The realization of structure-directing anion coordination is enabled by advances in receptor design.19–23 Examples include anion helicates24 with ditopic ligands bearing terminal ureas wrapped around phosphate (PO43−).25 Cages,26e.g., tetrahedra, have combined urea motifs with highly charged phosphates in the vertices.27 Polymers have been developed, e.g., the Texas-sized box electrostatically stabilizes the polymerization of terephthalates,28 and cyanostar stabilizes polymerization of diphosphonates29 or diphosphates.30 The counter cations in these cases, once again, play secondary roles.

Examples of multi-ion assemblies with anions and cations serving as equal partners are under-represented.31–35 Ion-pair receptors can bind cations, anions and ion pairs but such receptors are not used to build up structure unless both ions36 bind at the same time to pre-formed metal and anion binding sites.37 The most powerful among them afford cooperativity38–40 with selective capture of ion pairs over the separate ions.16 Such systems rely on one-pot processes with mutual binding of anion and cation without the isolation of intermediates for modular assembly.

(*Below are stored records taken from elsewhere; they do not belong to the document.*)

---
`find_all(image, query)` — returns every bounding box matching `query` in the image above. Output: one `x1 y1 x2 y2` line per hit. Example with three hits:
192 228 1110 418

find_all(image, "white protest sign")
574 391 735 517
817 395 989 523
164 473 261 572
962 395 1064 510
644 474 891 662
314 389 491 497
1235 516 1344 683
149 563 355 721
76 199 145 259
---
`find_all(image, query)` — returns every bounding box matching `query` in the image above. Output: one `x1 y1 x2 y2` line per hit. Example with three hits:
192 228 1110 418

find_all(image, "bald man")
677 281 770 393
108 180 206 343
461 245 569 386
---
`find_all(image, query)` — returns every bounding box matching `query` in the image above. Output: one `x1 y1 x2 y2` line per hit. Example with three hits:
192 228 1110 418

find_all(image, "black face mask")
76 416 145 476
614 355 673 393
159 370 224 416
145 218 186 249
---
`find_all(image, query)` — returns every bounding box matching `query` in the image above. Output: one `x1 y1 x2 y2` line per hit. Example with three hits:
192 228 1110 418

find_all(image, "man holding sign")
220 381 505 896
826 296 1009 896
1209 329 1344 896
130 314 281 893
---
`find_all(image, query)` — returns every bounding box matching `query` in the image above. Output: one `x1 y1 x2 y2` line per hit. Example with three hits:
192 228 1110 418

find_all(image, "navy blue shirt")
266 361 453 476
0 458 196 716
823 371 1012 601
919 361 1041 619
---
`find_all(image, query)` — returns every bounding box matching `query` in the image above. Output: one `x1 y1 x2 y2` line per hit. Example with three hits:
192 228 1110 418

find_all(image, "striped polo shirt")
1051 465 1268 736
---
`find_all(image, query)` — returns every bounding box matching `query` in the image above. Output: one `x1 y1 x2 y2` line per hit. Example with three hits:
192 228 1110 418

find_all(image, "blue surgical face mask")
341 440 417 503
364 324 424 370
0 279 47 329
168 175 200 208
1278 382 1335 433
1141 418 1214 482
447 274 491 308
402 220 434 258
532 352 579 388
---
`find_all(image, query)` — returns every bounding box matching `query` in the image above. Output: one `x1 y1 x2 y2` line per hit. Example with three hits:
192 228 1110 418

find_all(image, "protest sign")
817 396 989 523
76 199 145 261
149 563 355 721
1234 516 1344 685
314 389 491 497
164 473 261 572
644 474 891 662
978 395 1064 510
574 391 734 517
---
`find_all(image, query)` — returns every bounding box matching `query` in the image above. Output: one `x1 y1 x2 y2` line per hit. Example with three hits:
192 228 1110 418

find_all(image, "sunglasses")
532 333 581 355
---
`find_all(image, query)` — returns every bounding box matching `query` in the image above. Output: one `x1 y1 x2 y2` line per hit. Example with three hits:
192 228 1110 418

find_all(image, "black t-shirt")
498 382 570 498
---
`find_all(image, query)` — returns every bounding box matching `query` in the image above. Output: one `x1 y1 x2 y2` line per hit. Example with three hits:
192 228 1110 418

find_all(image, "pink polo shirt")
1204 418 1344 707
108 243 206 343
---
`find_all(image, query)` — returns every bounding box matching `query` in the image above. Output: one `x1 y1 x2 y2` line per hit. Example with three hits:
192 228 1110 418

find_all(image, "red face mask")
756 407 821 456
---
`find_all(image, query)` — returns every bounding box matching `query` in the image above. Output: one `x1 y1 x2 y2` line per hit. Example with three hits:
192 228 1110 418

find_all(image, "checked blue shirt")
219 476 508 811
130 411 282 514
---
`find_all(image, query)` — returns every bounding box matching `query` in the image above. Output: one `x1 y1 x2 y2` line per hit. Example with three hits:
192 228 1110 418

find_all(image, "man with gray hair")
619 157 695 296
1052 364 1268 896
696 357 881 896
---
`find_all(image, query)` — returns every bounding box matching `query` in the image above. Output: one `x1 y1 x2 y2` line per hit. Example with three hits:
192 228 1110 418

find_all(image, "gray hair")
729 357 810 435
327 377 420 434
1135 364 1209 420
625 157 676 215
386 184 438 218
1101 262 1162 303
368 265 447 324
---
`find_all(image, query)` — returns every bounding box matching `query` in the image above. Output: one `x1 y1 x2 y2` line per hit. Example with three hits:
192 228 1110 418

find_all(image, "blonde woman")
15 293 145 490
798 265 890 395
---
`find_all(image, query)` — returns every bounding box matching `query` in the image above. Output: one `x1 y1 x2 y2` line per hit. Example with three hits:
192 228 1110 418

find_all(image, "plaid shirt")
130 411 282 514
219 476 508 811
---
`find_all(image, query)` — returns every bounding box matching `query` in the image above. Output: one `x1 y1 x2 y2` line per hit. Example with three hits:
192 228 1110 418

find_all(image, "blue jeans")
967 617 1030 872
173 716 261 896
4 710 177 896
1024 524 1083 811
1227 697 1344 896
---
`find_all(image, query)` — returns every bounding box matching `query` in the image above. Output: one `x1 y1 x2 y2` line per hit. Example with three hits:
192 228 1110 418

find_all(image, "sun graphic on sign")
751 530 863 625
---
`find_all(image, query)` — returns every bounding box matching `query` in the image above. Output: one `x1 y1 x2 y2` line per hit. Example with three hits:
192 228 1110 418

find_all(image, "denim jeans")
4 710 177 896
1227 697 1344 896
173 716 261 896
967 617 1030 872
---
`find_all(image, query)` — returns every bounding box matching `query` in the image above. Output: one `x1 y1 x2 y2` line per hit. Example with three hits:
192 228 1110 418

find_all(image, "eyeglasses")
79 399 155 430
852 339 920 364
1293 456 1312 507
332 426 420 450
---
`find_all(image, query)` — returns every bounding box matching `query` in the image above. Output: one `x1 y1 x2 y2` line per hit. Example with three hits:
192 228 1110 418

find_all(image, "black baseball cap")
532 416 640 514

Orthogonality between metal coordination and anion recognition offers advantages for self-assembly. When cation and anion do not interact either with each other or the other's binding sites then the assembly should be pre-programmable in a predictable way. Orthogonality also lends modularity. Thus, swapping one type of anion for another alters the composition but not the structural features of the final assembly. These characteristics of predictability and modularity can potentially be demonstrated by separating a one-pot multi-component self-assembly (Fig. 1a) into discrete steps (Fig. 1b).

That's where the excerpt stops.